Vultures are ecologically important because they consume dead animals and clean the environment. The long-billed vulture species is classified as critically endangered in the IUCN Red List of threatened species. In Pakistan, they are now confined to Nagar Parkar in Sindh, which is considered the last stronghold of their breeding population in the country. Inadvertent poisoning by the drug, Diclofenac Sodium, used to treat arthritis and pain in domestic animals has led to kidney failures in vultures who fed on the carcasses.
WWF-Pakistan has been working for the conservation of white-backed vultures. A Vulture Centre in Changa Manga, Punjab, has successfully bred four chicks in captivity. It is also working in Nagar Parkar, Sindh, where the population of both long-billed and white-back vultures is still found in the wild.
Despite their fearsome reputation as ruthless predators, sharks are much more likely to be killed by humans than the other way around. WWF is working to stop overfishing of sharks to make sure these magnificent animals continue to thrive in the oceans.
Hammerheads are on the IUCN’s Red List of threatened species.
WWF-Pakistan has initiated projects related to the assessment of shark fisheries, focusing on monitoring and assessment of shark catch‚ landing and trade. Little is known about the shark species that live and nest around the coastline of Pakistan. Hence, no estimates can be provided. However, some of these fishes have been caught or have washed on shore near Karachi and Gwadar.
The whale shark is considered as endangered according to International Union for Conservation of Nature (IUCN) Red list. It is also covered under other international instruments, including Indian Ocean Tuna Commission (IOTC) of which Pakistan is a member. The population of whale sharks in Pakistani waters seems to be stable, however, the species is extremely prone to frequent entanglement in fishing gears, habitat degradation and marine pollution. This year, the Government of Balochistan declared the Churna Island a marine protected area. The area around this island is an important basking, feeding and breeding ground for this species. Two neonate whale sharks were reported from the Balochistan coast in 2008.
Since the start of WWF-Pakistan’s Observer Programme in October 2012, a total of 61 cases of whale sharks have been documented to date.

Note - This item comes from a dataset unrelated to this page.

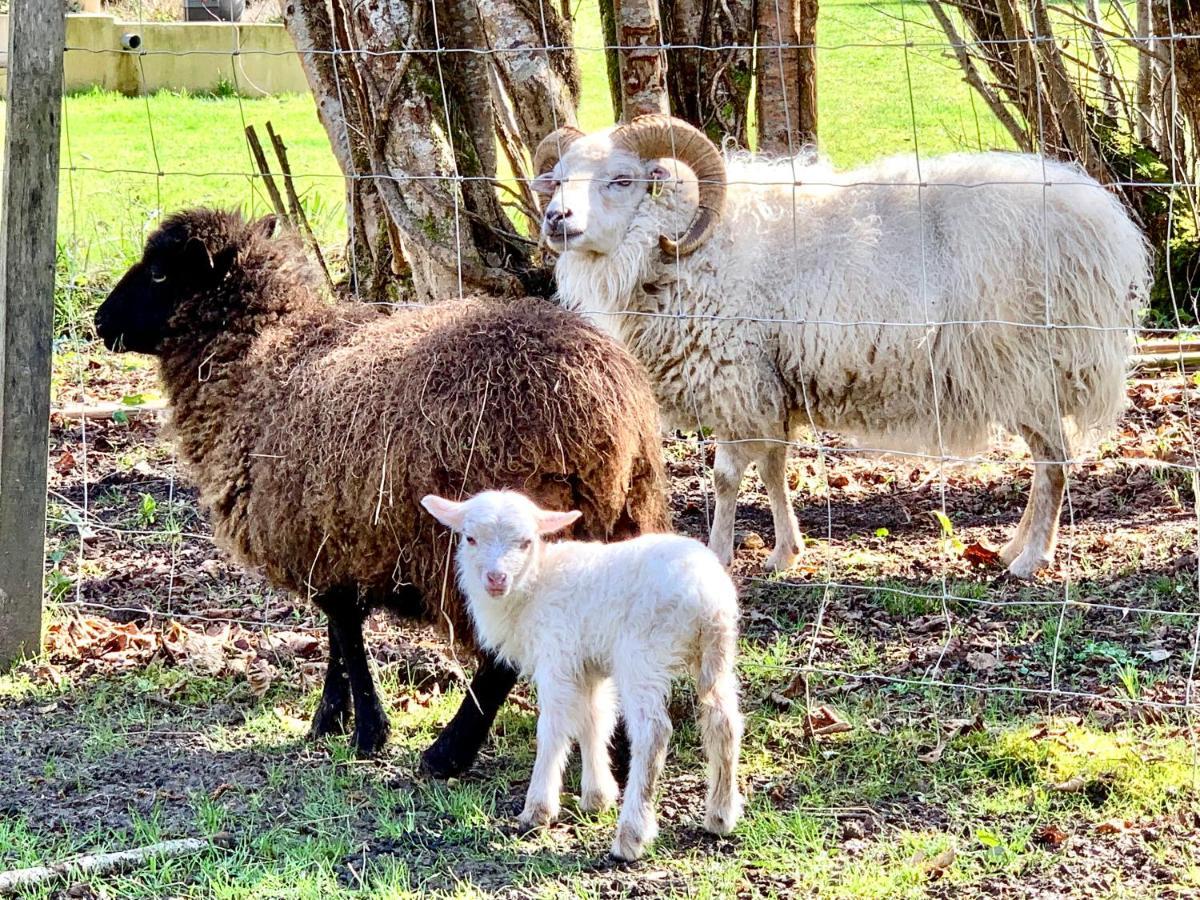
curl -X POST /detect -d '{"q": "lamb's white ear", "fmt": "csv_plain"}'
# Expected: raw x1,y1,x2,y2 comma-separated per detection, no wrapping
538,509,583,534
421,493,467,532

Wintering populations of the globally significant white-headed duck (Oxyura leucocephala) have plunged significantly in numbers during the last few years, with only an estimated 50 birds remaining. Wintering sites in Pakistan are limited to three adjoining wetlands, known as the Ucchali Complex in Punjab.

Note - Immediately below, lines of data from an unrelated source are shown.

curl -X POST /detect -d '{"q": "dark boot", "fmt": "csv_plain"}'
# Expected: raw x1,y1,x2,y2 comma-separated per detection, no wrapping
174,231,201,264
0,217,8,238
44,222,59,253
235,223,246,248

The significance of this species has led to the development of a global action plan. As part of this plan, WWF-Pakistan has established a model wetland site at Ucchali Complex for the conservation of the white-headed duck. Ucchali is a series of lakes and associated wetlands in the Salt Range. Baseline work, including community mobilisation, participatory learning and action surveys, and awareness raising activities.